The team of scientists that demonstrated that it was possible performed their test at the Fermi National Accelerator Lab (or Fermilab, for short) outside of Chicago. The group has submitted its findings to the journal “Modern Physics Letters A”.
At Fermilab, the researchers had access to two crucial components. The first is one of the world’s most powerful particle accelerators, which creates high-intensity beams of neutrinos by accelerating protons around a 2.5-mile-circumference track then colliding them with a carbon target. The second is a multi-ton detector called Minerva, located in a cavern 100 metres underground.
The fact that such a substantial setup is necessary to communicate using neutrinos means that much work will need to be done before the technology can be incorporated into a readily usable form.
Today, most communication is carried out by sending and receiving electromagnetic waves. That is how our radios, cell phones and televisions operate. But electromagnetic waves don’t pass easily through most types of matter. They get blocked by water and mountains, and many other liquids and solids. Neutrinos, on the other hand, regularly pass through entire planets without being disturbed. Because of their neutral electric charge and almost non-existent mass, neutrinos are not subject to magnetic attractions and are not significantly altered by gravity, so they are virtually free of impediments to their motion.

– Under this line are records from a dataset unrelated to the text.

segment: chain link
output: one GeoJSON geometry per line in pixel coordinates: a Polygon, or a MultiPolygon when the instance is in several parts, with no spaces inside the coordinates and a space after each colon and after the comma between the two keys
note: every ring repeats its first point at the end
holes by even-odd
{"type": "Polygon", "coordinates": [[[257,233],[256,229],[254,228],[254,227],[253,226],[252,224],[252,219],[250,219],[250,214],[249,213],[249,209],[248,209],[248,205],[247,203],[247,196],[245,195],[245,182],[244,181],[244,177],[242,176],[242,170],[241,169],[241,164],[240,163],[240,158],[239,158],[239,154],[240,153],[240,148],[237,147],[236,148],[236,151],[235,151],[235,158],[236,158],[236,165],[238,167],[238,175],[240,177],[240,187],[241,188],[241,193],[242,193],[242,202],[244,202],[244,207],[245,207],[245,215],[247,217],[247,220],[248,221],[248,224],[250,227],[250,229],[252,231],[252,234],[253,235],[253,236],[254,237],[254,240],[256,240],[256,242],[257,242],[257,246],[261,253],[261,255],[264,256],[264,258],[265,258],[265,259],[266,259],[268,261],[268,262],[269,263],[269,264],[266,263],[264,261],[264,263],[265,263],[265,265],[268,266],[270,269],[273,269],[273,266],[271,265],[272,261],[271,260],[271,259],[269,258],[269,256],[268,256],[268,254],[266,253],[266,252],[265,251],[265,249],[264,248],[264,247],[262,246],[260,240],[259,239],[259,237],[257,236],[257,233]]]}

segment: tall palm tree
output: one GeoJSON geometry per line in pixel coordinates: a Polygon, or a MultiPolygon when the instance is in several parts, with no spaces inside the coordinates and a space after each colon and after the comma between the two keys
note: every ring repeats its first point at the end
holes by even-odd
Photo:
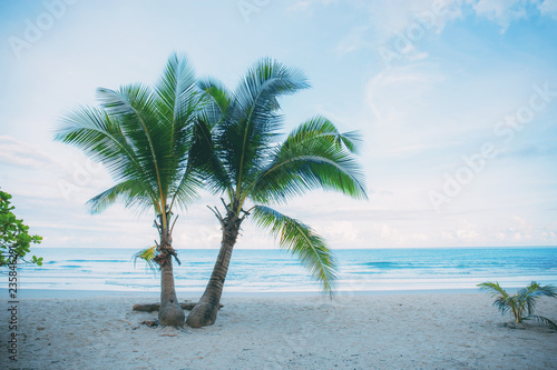
{"type": "Polygon", "coordinates": [[[88,201],[92,213],[114,203],[137,211],[153,209],[159,240],[148,251],[160,268],[159,322],[184,324],[174,287],[172,243],[175,207],[197,197],[201,180],[193,163],[194,127],[203,106],[194,70],[184,56],[172,54],[158,83],[99,88],[99,108],[78,107],[63,117],[56,140],[81,149],[101,162],[116,184],[88,201]]]}
{"type": "Polygon", "coordinates": [[[209,190],[224,197],[224,210],[211,208],[222,227],[221,251],[205,292],[186,320],[190,327],[215,322],[232,251],[250,214],[332,292],[335,260],[324,239],[268,207],[313,189],[367,198],[354,158],[359,143],[354,132],[340,133],[328,119],[315,117],[284,141],[276,140],[282,129],[277,98],[307,87],[302,72],[268,59],[252,67],[233,93],[216,81],[201,82],[213,98],[205,127],[198,129],[207,138],[204,152],[213,153],[205,162],[205,180],[209,190]]]}

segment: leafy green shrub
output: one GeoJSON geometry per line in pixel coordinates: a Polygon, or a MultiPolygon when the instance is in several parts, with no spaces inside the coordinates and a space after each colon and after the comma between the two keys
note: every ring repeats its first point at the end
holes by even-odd
{"type": "MultiPolygon", "coordinates": [[[[0,267],[16,264],[18,259],[29,253],[31,243],[40,243],[42,237],[30,236],[29,227],[23,224],[23,220],[18,220],[11,211],[11,196],[0,191],[0,267]]],[[[33,256],[31,263],[42,264],[42,257],[33,256]]]]}
{"type": "Polygon", "coordinates": [[[557,324],[555,322],[548,318],[534,314],[536,302],[541,297],[557,297],[557,289],[554,286],[540,286],[536,281],[532,281],[528,287],[518,289],[514,296],[507,293],[498,282],[482,282],[478,284],[478,287],[489,292],[491,297],[496,299],[494,306],[501,311],[501,314],[508,311],[512,312],[515,326],[522,323],[525,320],[535,319],[557,330],[557,324]],[[527,316],[525,316],[525,313],[527,316]]]}

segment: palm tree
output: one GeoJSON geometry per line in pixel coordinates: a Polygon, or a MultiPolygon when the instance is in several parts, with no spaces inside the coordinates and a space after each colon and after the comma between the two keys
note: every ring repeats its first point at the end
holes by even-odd
{"type": "Polygon", "coordinates": [[[215,322],[232,251],[250,214],[332,293],[335,260],[324,239],[268,207],[314,189],[367,198],[354,158],[359,143],[354,132],[340,133],[331,121],[315,117],[284,141],[276,140],[282,129],[277,98],[307,87],[302,72],[268,59],[253,66],[233,93],[216,81],[201,82],[213,98],[205,128],[199,129],[206,138],[204,152],[212,153],[205,180],[208,190],[224,197],[224,211],[211,208],[222,227],[221,251],[205,292],[186,320],[190,327],[215,322]]]}
{"type": "Polygon", "coordinates": [[[515,326],[522,323],[525,320],[536,319],[557,329],[557,324],[548,318],[534,314],[536,302],[541,297],[557,297],[557,289],[554,286],[540,286],[532,281],[528,287],[518,289],[514,296],[507,293],[498,282],[482,282],[478,287],[496,299],[494,306],[501,311],[501,314],[507,313],[509,310],[512,312],[515,326]],[[525,313],[528,316],[525,316],[525,313]]]}
{"type": "Polygon", "coordinates": [[[136,211],[154,209],[159,240],[144,254],[160,269],[159,322],[184,324],[174,287],[173,257],[179,260],[172,246],[173,210],[196,199],[202,183],[192,142],[203,92],[186,57],[176,53],[153,88],[137,83],[97,92],[100,108],[79,107],[63,117],[56,140],[101,162],[116,182],[88,201],[91,213],[117,202],[136,211]]]}

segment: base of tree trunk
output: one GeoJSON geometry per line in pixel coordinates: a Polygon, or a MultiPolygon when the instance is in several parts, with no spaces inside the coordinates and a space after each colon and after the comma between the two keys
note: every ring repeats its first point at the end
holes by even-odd
{"type": "MultiPolygon", "coordinates": [[[[197,303],[194,303],[194,302],[179,303],[179,306],[182,307],[183,310],[188,310],[188,311],[192,311],[194,309],[195,304],[197,304],[197,303]]],[[[221,309],[223,307],[224,307],[223,304],[218,304],[218,309],[221,309]]],[[[134,304],[134,307],[131,308],[131,310],[140,311],[140,312],[153,312],[153,311],[158,311],[159,309],[160,309],[160,303],[152,303],[152,304],[137,303],[137,304],[134,304]]]]}

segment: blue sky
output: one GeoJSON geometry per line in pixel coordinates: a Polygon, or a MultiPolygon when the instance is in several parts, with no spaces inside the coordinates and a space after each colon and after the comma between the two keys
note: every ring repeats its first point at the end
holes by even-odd
{"type": "MultiPolygon", "coordinates": [[[[2,1],[0,187],[43,247],[150,246],[150,213],[84,206],[111,184],[52,141],[98,87],[153,83],[173,51],[233,87],[257,59],[302,69],[286,130],[360,130],[369,201],[281,207],[332,248],[557,244],[557,1],[2,1]]],[[[217,248],[204,197],[176,248],[217,248]]],[[[272,248],[244,223],[238,248],[272,248]]]]}

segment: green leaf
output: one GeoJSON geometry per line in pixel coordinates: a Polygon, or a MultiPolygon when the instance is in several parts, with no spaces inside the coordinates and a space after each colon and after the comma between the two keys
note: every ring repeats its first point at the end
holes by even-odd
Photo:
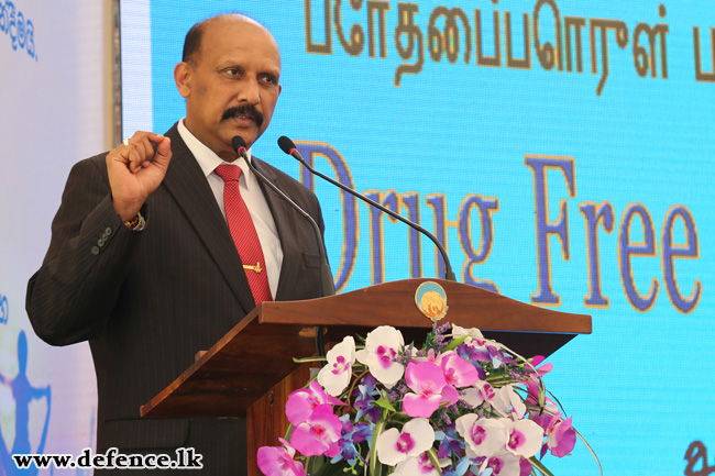
{"type": "Polygon", "coordinates": [[[469,335],[462,335],[461,337],[453,340],[452,342],[449,343],[447,347],[444,347],[444,352],[455,350],[457,347],[462,345],[464,341],[466,341],[466,337],[469,337],[469,335]]]}
{"type": "Polygon", "coordinates": [[[435,465],[435,469],[437,469],[437,473],[441,476],[442,468],[439,466],[439,458],[437,457],[437,452],[435,451],[433,447],[430,447],[427,451],[427,456],[429,456],[429,461],[432,462],[432,465],[435,465]]]}
{"type": "Polygon", "coordinates": [[[385,410],[389,410],[394,412],[397,411],[397,409],[395,409],[395,407],[393,407],[393,405],[389,401],[385,400],[385,397],[380,397],[378,400],[374,400],[373,405],[376,405],[380,408],[384,408],[385,410]]]}
{"type": "Polygon", "coordinates": [[[531,456],[531,457],[529,458],[529,463],[531,463],[531,466],[534,466],[534,467],[536,467],[537,469],[539,469],[539,472],[540,472],[542,475],[553,476],[553,473],[551,473],[551,472],[550,472],[550,471],[549,471],[549,469],[543,465],[543,463],[541,463],[539,460],[537,460],[536,456],[531,456]]]}

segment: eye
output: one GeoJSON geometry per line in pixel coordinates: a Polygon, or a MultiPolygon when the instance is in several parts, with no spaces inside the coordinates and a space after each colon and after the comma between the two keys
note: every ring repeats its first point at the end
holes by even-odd
{"type": "Polygon", "coordinates": [[[276,76],[267,74],[267,73],[265,75],[262,75],[262,79],[263,79],[264,82],[266,82],[268,85],[272,85],[272,86],[275,86],[275,85],[278,84],[278,78],[276,76]]]}
{"type": "Polygon", "coordinates": [[[232,76],[232,77],[241,76],[241,74],[242,74],[240,68],[226,68],[226,69],[223,69],[223,73],[226,73],[228,76],[232,76]]]}

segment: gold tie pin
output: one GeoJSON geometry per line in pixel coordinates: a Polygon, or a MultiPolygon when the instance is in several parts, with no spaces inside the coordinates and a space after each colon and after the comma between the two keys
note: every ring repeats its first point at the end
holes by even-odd
{"type": "Polygon", "coordinates": [[[255,266],[243,265],[243,269],[251,269],[252,272],[255,273],[263,273],[263,268],[261,267],[261,262],[257,262],[255,266]]]}

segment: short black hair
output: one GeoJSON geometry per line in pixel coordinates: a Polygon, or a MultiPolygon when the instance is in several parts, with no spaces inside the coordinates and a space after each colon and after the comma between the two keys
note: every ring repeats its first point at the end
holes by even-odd
{"type": "Polygon", "coordinates": [[[196,52],[199,51],[199,48],[201,47],[201,37],[204,36],[204,31],[206,30],[206,26],[212,21],[226,15],[240,15],[261,24],[261,22],[239,11],[219,13],[217,15],[209,16],[208,19],[204,19],[200,22],[195,23],[194,26],[191,26],[191,29],[186,34],[186,37],[184,38],[184,52],[182,53],[182,62],[188,63],[189,60],[191,60],[196,52]]]}

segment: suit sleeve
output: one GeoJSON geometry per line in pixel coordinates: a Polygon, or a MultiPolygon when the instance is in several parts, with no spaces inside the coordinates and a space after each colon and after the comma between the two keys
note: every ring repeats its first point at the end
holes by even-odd
{"type": "Polygon", "coordinates": [[[101,157],[94,157],[73,167],[52,223],[47,255],[28,284],[30,322],[52,345],[99,334],[141,237],[117,214],[103,165],[101,157]]]}

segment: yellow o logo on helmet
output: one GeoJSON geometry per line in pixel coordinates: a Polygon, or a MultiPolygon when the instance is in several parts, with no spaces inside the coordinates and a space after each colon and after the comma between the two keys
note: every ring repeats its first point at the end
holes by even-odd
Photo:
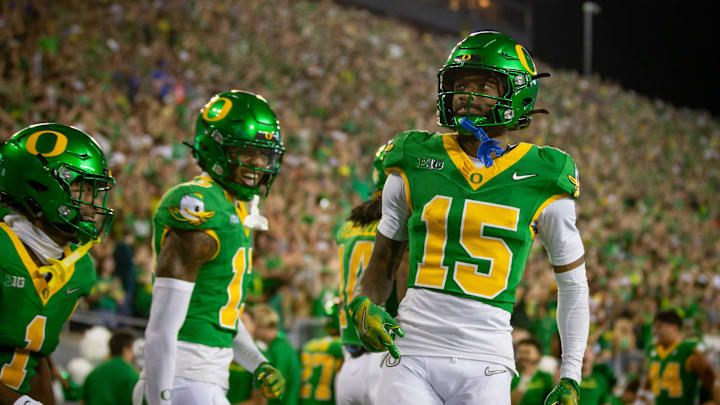
{"type": "Polygon", "coordinates": [[[522,45],[520,45],[520,44],[516,44],[516,45],[515,45],[515,52],[518,54],[518,58],[520,59],[520,63],[523,65],[523,67],[525,68],[525,70],[527,70],[528,72],[530,72],[531,75],[536,75],[536,74],[537,74],[537,70],[535,69],[535,63],[532,61],[532,59],[530,59],[530,55],[529,55],[529,54],[527,55],[527,57],[525,56],[525,54],[527,53],[527,51],[525,50],[525,48],[523,48],[522,45]],[[530,67],[530,65],[528,65],[528,59],[530,59],[530,63],[532,63],[532,65],[533,65],[532,68],[530,67]]]}
{"type": "Polygon", "coordinates": [[[232,109],[232,101],[230,101],[229,98],[226,97],[218,97],[217,99],[210,100],[207,103],[207,106],[203,110],[203,119],[205,121],[220,121],[221,119],[225,118],[227,114],[232,109]],[[222,106],[220,107],[220,111],[217,111],[215,106],[218,105],[218,103],[222,102],[222,106]]]}
{"type": "Polygon", "coordinates": [[[63,135],[57,131],[45,130],[45,131],[33,132],[32,134],[30,134],[27,142],[25,143],[25,149],[27,149],[28,152],[30,152],[33,155],[43,155],[45,157],[57,156],[57,155],[65,152],[66,148],[67,148],[67,137],[65,137],[65,135],[63,135]],[[50,152],[38,152],[38,150],[37,150],[38,140],[40,140],[40,136],[42,136],[43,134],[55,135],[55,144],[53,145],[53,148],[50,152]]]}

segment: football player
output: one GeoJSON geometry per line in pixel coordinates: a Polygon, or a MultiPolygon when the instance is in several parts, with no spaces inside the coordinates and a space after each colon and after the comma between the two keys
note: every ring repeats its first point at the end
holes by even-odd
{"type": "MultiPolygon", "coordinates": [[[[387,145],[382,145],[378,149],[373,161],[375,193],[369,200],[353,208],[350,217],[335,237],[340,256],[340,297],[344,304],[340,312],[340,329],[345,357],[336,379],[338,405],[374,404],[375,392],[380,382],[382,354],[365,350],[355,327],[348,323],[347,307],[353,299],[355,282],[370,261],[375,232],[382,215],[382,189],[387,179],[382,158],[386,147],[387,145]],[[358,381],[363,381],[363,384],[358,381]]],[[[397,315],[398,297],[402,299],[405,293],[407,263],[400,266],[398,273],[396,288],[393,289],[385,308],[391,315],[397,315]],[[404,282],[400,281],[403,278],[404,282]]]]}
{"type": "Polygon", "coordinates": [[[156,277],[134,403],[144,392],[150,405],[226,404],[233,359],[279,397],[282,375],[239,322],[251,227],[267,225],[254,211],[284,152],[277,117],[261,96],[220,93],[202,108],[192,148],[204,173],[168,190],[153,216],[156,277]]]}
{"type": "Polygon", "coordinates": [[[558,149],[500,143],[538,112],[544,76],[509,36],[472,33],[438,73],[439,123],[456,132],[404,132],[385,149],[382,219],[350,303],[364,346],[397,359],[381,371],[378,403],[510,403],[510,315],[536,235],[555,270],[562,342],[545,403],[577,403],[589,330],[577,169],[558,149]],[[396,323],[378,304],[408,243],[396,323]]]}
{"type": "Polygon", "coordinates": [[[326,336],[305,343],[300,352],[302,376],[301,405],[335,405],[335,380],[343,364],[340,341],[340,300],[333,297],[325,302],[326,336]]]}
{"type": "Polygon", "coordinates": [[[54,403],[48,356],[95,284],[86,253],[112,224],[114,184],[77,128],[32,125],[0,145],[0,403],[54,403]]]}
{"type": "Polygon", "coordinates": [[[653,322],[655,344],[648,351],[648,368],[638,396],[648,404],[706,403],[713,399],[715,372],[704,347],[682,339],[677,312],[659,312],[653,322]]]}

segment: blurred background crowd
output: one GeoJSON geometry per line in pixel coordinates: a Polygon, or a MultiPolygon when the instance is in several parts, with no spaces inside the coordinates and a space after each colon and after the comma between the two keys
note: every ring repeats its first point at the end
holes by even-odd
{"type": "MultiPolygon", "coordinates": [[[[142,327],[153,209],[199,174],[182,142],[200,107],[237,88],[269,101],[287,149],[261,205],[270,230],[256,233],[248,305],[270,304],[296,348],[298,325],[321,316],[337,288],[334,231],[369,196],[374,151],[404,130],[439,130],[436,72],[459,39],[329,0],[9,0],[0,11],[0,137],[37,122],[75,125],[99,141],[117,179],[117,218],[93,248],[98,284],[76,323],[142,327]]],[[[578,164],[596,361],[627,384],[653,315],[677,308],[686,336],[720,367],[720,123],[537,62],[552,73],[537,103],[550,115],[505,141],[556,146],[578,164]]],[[[513,323],[550,360],[555,306],[537,243],[513,323]]]]}

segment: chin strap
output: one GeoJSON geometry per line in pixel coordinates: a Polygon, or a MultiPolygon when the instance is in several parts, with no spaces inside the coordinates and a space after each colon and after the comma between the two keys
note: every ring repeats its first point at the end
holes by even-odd
{"type": "Polygon", "coordinates": [[[472,132],[473,135],[477,139],[480,140],[480,147],[477,151],[477,158],[483,162],[485,167],[492,167],[495,162],[492,160],[492,153],[495,152],[496,157],[500,157],[503,154],[502,147],[500,146],[500,141],[497,139],[490,139],[490,137],[487,136],[485,131],[483,131],[482,128],[476,127],[472,124],[472,122],[467,119],[467,117],[463,117],[460,120],[460,125],[463,126],[463,128],[467,129],[468,131],[472,132]]]}
{"type": "Polygon", "coordinates": [[[245,217],[245,220],[243,221],[243,225],[250,229],[256,229],[258,231],[267,231],[268,230],[268,222],[267,218],[260,215],[260,210],[258,209],[258,204],[260,204],[260,196],[255,194],[253,196],[253,199],[250,201],[250,214],[245,217]]]}

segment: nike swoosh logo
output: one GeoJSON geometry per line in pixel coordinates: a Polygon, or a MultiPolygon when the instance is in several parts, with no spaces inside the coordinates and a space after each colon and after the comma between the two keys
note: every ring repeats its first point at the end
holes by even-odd
{"type": "Polygon", "coordinates": [[[513,180],[522,180],[522,179],[529,179],[530,177],[535,177],[537,174],[523,174],[522,176],[518,176],[517,172],[513,173],[513,180]]]}
{"type": "Polygon", "coordinates": [[[368,331],[370,330],[367,326],[365,326],[365,315],[367,314],[367,307],[363,308],[363,321],[362,324],[360,324],[360,331],[363,333],[363,335],[367,335],[368,331]]]}
{"type": "Polygon", "coordinates": [[[495,374],[502,374],[504,372],[507,372],[507,370],[490,370],[490,367],[485,367],[485,375],[488,377],[495,374]]]}

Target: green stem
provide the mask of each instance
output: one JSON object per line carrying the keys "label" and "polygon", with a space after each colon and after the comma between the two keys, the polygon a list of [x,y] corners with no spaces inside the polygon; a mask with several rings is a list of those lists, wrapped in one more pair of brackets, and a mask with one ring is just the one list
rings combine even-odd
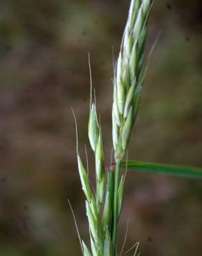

The message the scientists sent using neutrinos was translated into binary code. In other words, the word “neutrino” was represented by a series of ones and zeroes, with the ones corresponding to a group of neutrinos being fired and the zeroes corresponding to no neutrinos being fired. The neutrinos were fired in large groups because they are so evasive that, even with a multi-ton detector, only about one in ten billion neutrinos are detected. After the neutrinos were detected, a computer on the other end translated the binary code back into English, and the word “neutrino” was successfully received.
“Neutrinos have been an amazing tool to help us learn about the workings of both the nucleus and the universe,” said Deborah Harris, Minerva project manager, “but neutrino communication has a long way to go before it will be as effective.”